I verified that this change doesn't adversely affect vm_fault()'s sequential access heuristic. As of r281079, that heuristic doesn't (directly) cache pages. Instead, it performs the equivalent of an automatic madvise(..., MADV_DONTNEED). In other words, the sequentially accessed file's pages are placed at the front of the inactive queue, where the page daemon starts working. Moreover, because the pages are in the inactive queue, rather than the buddy allocator, they are not immediately at risk for reclamation by vm_page_alloc().

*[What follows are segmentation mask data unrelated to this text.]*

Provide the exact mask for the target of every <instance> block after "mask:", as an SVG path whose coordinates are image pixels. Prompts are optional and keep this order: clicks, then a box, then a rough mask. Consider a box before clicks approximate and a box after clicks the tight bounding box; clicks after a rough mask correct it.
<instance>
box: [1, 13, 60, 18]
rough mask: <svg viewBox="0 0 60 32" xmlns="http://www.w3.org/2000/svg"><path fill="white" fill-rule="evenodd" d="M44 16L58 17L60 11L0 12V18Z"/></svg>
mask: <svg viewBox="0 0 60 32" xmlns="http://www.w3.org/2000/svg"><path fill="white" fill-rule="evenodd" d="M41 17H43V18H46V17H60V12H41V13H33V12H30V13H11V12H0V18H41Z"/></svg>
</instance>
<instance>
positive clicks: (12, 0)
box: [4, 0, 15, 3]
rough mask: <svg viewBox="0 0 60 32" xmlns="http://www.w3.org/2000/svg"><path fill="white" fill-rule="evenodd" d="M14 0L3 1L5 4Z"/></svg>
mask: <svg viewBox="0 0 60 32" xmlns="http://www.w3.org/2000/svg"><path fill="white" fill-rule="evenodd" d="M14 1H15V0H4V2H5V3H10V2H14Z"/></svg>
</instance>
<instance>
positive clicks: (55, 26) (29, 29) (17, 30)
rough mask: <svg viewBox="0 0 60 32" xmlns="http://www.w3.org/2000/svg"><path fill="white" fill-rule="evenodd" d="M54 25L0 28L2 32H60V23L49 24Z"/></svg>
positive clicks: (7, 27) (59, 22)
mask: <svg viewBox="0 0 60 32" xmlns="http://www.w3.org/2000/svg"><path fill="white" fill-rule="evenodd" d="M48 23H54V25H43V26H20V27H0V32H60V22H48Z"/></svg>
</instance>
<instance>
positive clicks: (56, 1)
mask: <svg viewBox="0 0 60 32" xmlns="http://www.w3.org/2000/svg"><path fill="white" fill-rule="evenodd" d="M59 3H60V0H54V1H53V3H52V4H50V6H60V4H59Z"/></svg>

contigmalloc(M_WAITOK), or more precisely, vm_pageout_grow_cache(), is the only use case for PG_CACHE pages that might see a high rate of reactivations and be adversely affected by this change. In essence, vm_pageout_grow_cache() indiscriminately caches a large number of pages, hoping to create a chunk of contiguous physical memory in the buddy queues by serendipity. It expects that the unused cache pages will be reactivated, avoiding page ins.
That's why we're looking to replace vm_pageout_grow_cache().
I've run some tests with Postgres 9.3.7. I configured the shared buffers to occupy 1/4 of physical memory. I used a database that was 3x larger than physical memory. And, I ran pgbench's SELECT only workload for a few hours.
With an unmodified kernel, 0.46% of PG_CACHE pages were reactivated.
5311258 pages reactivated
...
1147411011 pages cached
With the patched kernel, the percentage didn't change; it was still 0.46%.